Use VeraCrypt without using user password

Stephan Wijman -

Introduction

VeraCrypt is a free open source disk encryption software for Windows, Mac OSX and Linux.

VeraCrypt main features:

  • Creates a virtual encrypted disk within a file and mounts it as a real disk.
  • Encrypts an entire partition or storage device such as USB flash drive or hard drive.
  • Encrypts a partition or drive where Windows is installed (pre-boot authentication).
  • Encryption is automatic, real-time(on-the-fly) and transparent.
  • Parallelization and pipelining allow data to be read and written as fast as if the drive was not encrypted.
  • Encryption can be hardware-accelerated on modern processors.
  • Provides plausible deniability, in case an adversary forces you to reveal the password: Hidden volume (steganography) and hidden operating system.

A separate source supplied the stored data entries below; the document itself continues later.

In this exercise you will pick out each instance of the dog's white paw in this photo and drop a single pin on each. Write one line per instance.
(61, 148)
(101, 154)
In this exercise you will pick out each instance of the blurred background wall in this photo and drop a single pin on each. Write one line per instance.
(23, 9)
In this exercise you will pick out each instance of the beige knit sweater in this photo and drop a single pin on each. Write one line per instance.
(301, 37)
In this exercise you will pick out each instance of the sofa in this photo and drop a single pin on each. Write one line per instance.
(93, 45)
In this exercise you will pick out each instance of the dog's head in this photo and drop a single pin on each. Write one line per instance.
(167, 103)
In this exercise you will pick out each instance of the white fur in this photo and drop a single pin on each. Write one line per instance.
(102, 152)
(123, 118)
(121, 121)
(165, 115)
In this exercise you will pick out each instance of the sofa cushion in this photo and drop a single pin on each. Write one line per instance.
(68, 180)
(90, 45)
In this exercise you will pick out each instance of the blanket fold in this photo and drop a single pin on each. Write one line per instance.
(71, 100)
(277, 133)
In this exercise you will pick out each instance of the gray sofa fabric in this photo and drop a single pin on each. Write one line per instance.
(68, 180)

Using VeraCrypt with Linux

When you use the VeraCrypt GUI, and mount an encrypted volume, it will require to provide each time the user password to elevate VeraCrypt to be able to mount the volume.
To avoid this from happening the steps below will provide with a mechanism where this isn't required anymore. All the steps below require sudo rights to execute.

Install sudo package

To be able to use this steps the sudo package is required. Check with the following command if the package is already installed:

dpkg -l | grep sudo

If there is no output then the package hasn't been installed yet. Install it with:

sudo apt install sudo -y

Create VeraCrypt group

Best practise is to have a separate user group so individual users can be linked to it, without providing them with full sudo rights.

First create the new group:

sudo groupadd veracrypt

Then modify the required user(s) to join the group:

sudo usermod -aG veracrypt <username>

Provide sudo config for passwordless execution of veracrypt

These steps tell sudo that any user part of the veracrypt group is allowed to execute the veracrypt executable without password.
For this we need to edit /etc/sudoers. We do this with the following command:

sudoedit /etc/sudoers

Then add the following line below the existing sudo group line:

%veracrypt ALL=(root) NOPASSWD:/usr/bin/veracrypt

It will then look like this:

# Allow members of group sudo to execute any command
%sudo   ALL=(ALL:ALL) ALL
%veracrypt ALL=(root) NOPASSWD:/usr/bin/veracrypt

Modify Desktop GUI menu entry

Unfortunately VeraCrypt will still ask for the user password due to the sudo implementation. To avoid this the additional argument --use-dummy-sudo-password which will verify if sudo requires password authentication.
These steps will differ from each desktop environment (GNOME, KDE, etc) so the screenshots below are a reference only.

Open the main menu item editor:

Select the VeraCrypt item and edit the properties:

Select the command field:

Append after the command the --use-dummy-sudo-password argument:

Now save the changes and with all the steps done VeraCrypt won't ask for the user password anymore when mounting a volume.

NOTE: If the current user is added to the veracrypt group but hasn't logged out and back in again the group setting won't have been updated.